С этими последними словами барон и полковник расстались.
Пока это происходило, молодая женщина, щедро расплатившись с кучером, к великому его удовольствию, пошла в залу, где она тревожно осмотрела все уголки и не нашла, кого искала.
Подозрение как молния промелькнуло в ее мыслях, но почти тотчас не несправедливость, а невозможность измены, по крайней мере в эту минуту успокоила ее и она с радостью и с улыбкой села в уединенном углу залы.
Только что она села, как дверь отворилась и вошел барон. Тревога на его лице, его очевидное беспокойство окончательно успокоили молодую девушку, которая не могла не улыбнуться своим подозрениям.
— Где это вы были, милая Анна? — сказал барон, как только приметил молодую женщину. — Я ищу вас Бог знает сколько времени и не могу найти.
— Извините меня, Фриц. Кучер задержал меня долее, чем я думала, но теперь все кончено, слава Богу, и я свободна так же, как и вы.
— Дай Бог, чтобы мы долго оставались свободными, Анна! — прошептал он со вздохом.
— Что вы хотите сказать, Фридрих? Вы тревожите меня.
— Ничего, милая Анна, но я встретил здесь прусских офицеров и признаюсь, что пока не сяду в вагон, я не стану считать себя в безопасности.
— Но теперь нам нечего бояться.
— Дай Бог, милый друг, но повторяю вам, не знаю, почему я неспокоен.
В ту минуту, когда барон произносил эти слова, дверь вдруг отворилась и вошло несколько прусских офицеров.

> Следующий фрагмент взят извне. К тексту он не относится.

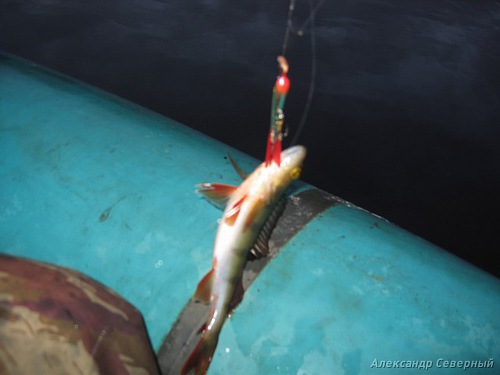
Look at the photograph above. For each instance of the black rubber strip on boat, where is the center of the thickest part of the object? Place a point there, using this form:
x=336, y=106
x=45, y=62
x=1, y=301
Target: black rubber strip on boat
x=300, y=209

Эти офицеры бросили проницательный взгляд в залу, потом обменявшись несколькими словами тихим голосом, подошли к тому месту, где сидели в стороне барон и молодая женщина.
— Это что значит? — прошептала Анна Сивере, вся дрожа.
Барон побледнел. Чувство его дурного поступка, несмотря на его природную развращенность, болезненно сжимало его сердце. Он понял, наконец, всю гнусность своего поведения и какой черной неблагодарностью платил он за столь чистую и столь полную преданность молодой женщины. Но теперь было уже слишком поздно для этих размышлений. Жребий был брошен. Барон вступил на путь, где каждый взгляд назад становился для него невозможен. Он сделал усилие над собой и бесстрастно ждал, что будет.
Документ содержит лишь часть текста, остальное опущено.